For the Women’s Equality Party, or WEP, “Equality for women isn’t a women’s issue.” As they state loud and proud on their website, “When women fulfill their potential, everyone benefits. Equality means better politics, a more vibrant economy, a workforce that draws on the talents of the whole population and a society at ease with itself.”
In 2015, the founders of the emerging WEP came to NationBuilder with the desire to take their idea further and establish their footprint on their own terms. Acting as a “collaborative force in British politics,” the WEP has a process that is uniquely collaborative, incorporating the perspectives of local activists from around the nation to develop their policies and engaging supporters of all genders, ethnicities, ages, and religions to pursue what they believe will be a better future for all.
As one of the WEP’s founding members, Sophie Walker won support party-wide to represent Women’s Equality in the 2016 London mayoral election, seeking, in her words, to “make London the first city in the world where men and women are equal.” Her platform included closing the gender pay gap, defeating violence against women within the city, and creating affordable child care and women’s housing—among other lofty goals.
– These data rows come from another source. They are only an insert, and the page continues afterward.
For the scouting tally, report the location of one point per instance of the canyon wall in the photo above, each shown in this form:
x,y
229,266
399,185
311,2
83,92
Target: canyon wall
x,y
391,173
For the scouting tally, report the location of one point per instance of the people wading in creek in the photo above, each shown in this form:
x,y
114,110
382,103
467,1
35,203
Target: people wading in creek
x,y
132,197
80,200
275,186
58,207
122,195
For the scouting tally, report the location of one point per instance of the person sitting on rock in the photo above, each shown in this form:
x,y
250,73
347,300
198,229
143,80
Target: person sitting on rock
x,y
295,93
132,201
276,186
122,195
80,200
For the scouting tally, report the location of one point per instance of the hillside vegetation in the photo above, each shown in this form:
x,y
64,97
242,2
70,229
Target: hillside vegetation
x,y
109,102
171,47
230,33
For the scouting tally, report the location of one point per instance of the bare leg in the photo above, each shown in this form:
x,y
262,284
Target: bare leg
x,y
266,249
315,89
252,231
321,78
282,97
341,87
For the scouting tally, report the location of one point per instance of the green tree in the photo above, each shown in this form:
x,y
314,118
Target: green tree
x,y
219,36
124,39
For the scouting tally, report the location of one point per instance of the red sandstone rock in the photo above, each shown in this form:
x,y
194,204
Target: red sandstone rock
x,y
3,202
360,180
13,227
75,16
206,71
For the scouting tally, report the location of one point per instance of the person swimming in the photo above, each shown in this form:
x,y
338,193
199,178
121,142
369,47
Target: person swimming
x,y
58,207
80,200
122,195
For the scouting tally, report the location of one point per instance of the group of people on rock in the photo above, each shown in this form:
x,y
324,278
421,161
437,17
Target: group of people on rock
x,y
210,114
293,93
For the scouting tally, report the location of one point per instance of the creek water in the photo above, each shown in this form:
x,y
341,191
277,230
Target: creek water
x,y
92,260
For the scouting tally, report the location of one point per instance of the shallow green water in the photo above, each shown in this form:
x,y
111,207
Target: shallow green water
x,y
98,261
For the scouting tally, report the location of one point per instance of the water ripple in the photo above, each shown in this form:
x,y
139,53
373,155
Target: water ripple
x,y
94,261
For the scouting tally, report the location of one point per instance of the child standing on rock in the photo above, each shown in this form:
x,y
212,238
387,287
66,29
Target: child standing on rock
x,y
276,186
She referred to herself as “a very ordinary person” and she identifies her plight as a working mother with that of millions of others, with the underlying idea that “politics has got to make room for ordinary people again, particularly ordinary women.”
Her message resonated with over 250,000 voters, making one vote in every 20 a vote for Sophie Walker as London mayor— inspiring results for the newest political party in the race.